The University’s Fiscal Year 2016 tax returns show multimillion-dollar salaries and first-class flights for top administrators. Zimmer made $3.2 million in compensation and benefits; Mark A. Schmid, the University’s Chief Investment Officer, was not far behind, making just under $3 million. The returns also show that five University officers were approved for first-class air travel using University funds. (Harvard, in the prior fiscal year, allowed two of its officers to travel first class.) They also show that several million dollars in management fees went to investment management and private equity firms founded and/or managed by several trustees.
Professor Richard Thaler met the King of Sweden during a commemoration ceremony in Stockholm last month, where he received his Nobel Prize in Economics. Thaler gave a lecture to other economists during the ceremony and was notably moved to tears when given the prize. The honor recognizes his work in behavioral economics, which countered the idea that human beings always act rationally. Instead, he suggests that human behavior is consistently irrational, allowing it to be modeled and applied to other fields.

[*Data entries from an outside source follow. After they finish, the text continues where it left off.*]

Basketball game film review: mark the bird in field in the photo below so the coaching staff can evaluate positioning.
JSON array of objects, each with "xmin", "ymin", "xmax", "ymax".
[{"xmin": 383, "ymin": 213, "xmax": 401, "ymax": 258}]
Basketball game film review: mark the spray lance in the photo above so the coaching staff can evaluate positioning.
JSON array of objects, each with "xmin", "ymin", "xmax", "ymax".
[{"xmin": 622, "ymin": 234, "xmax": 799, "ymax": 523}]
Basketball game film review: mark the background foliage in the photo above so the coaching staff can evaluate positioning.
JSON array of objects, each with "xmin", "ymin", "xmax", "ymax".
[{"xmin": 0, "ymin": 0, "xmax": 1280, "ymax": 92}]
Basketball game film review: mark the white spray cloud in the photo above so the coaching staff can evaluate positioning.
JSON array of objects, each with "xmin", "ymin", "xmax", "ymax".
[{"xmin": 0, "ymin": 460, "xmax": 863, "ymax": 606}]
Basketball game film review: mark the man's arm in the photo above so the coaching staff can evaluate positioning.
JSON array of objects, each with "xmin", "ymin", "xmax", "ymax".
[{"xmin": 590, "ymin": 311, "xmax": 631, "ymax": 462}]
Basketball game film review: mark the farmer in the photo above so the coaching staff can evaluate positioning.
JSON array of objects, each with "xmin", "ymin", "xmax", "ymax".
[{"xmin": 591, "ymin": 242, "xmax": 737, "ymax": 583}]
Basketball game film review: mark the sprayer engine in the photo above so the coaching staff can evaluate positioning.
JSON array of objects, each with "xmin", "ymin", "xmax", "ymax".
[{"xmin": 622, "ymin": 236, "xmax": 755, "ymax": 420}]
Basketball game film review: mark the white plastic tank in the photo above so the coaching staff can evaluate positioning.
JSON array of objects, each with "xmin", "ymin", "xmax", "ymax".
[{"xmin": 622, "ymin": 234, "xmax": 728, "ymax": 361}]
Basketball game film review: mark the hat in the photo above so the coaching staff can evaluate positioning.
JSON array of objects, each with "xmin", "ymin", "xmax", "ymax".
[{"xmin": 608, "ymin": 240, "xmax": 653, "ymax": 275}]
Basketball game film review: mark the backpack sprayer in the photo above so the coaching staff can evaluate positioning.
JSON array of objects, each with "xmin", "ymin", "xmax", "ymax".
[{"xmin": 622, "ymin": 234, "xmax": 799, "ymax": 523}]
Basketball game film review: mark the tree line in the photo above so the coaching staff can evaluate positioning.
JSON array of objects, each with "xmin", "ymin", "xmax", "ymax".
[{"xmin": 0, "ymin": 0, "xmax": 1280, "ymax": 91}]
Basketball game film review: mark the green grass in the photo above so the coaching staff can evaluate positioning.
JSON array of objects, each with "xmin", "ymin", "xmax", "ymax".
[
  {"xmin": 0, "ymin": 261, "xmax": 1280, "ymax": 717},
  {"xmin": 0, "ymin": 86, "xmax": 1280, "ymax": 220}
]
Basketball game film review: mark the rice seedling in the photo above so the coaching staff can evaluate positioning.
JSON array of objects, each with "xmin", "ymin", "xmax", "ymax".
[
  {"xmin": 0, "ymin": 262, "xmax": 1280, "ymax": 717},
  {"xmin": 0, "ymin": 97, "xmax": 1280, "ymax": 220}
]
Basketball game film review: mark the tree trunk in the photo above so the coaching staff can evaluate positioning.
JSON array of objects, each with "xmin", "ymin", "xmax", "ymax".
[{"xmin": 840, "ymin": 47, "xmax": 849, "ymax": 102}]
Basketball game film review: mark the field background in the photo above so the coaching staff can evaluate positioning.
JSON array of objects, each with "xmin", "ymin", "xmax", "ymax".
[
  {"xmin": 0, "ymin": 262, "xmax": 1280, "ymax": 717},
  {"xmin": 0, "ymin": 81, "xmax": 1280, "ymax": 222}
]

Jonathan Z. Smith, a religious studies professor who taught at the University of Chicago for more than 40 years, died at age 79 on Saturday, December 30. According to his obituary, “He is survived by his loving wife, Elaine B. Smith, his daughter, Siobhan Smith, son, Jason Smith (Rachel Weaver), his granddaughter, Hazel van Wijk, and sister, Pamela Hanson.” In 2008, The Maroon published a two-hour interview with Smith.
The University Admissions office released decisions for Early Action and Early Decision I applicants on December 18. Early Decision II candidates will be notified of their acceptance in mid-February, and Regular Decision in late March.
Former Obama adviser Valerie Jarrett joined the Law School as a distinguished senior fellow. Before beginning her white house career in 2009, Jarrett was the chairwoman of the Medical Center Board of Trustees and the vice chairwomen of the University of Chicago Board of Trustees.
The Obama Foundation hosted a private event to discuss with community groups where a two-story parking garage for the Obama Presidential Center would be built. The Foundation proposed to construct alongside the Midway’s east side, but community groups claimed doing so would infringe on protected park lands. In a later statement the Foundation said the site will remain unchanged, but its original proposal was slightly adjusted.
Gretchen Crosby Sims was announced as the new Institute of Politics (IOP) executive director on December 19. Before coming to the University, Sims worked at a London-based nonprofit consulting firm, which raised funds for social problems impacting the U.K. In an e-mail to The Maroon, IOP Director David Axelrod expressed confidence in Sims’s nomination, saying “Gretchen will bring great energy to the project of envisioning what the IOP can be.”
Eric Isaacs was named a National Academy of Inventors Fellow, an honor given to individuals with a commitment to supporting or creating innovations which improve society. Isaacs is the University Executive Vice President for Research, Innovation, and National Laboratories, overseeing projects that intersect school divisions and institutes.
The University of Chicago Medicine temporarily changed its visitor policies to be more restrictive due to a spike in severe cases of the flu. Now, children under the age of 12 and those with a fever, cough, sore throat, runny nose, or nasal congestion cannot visit hospital patients.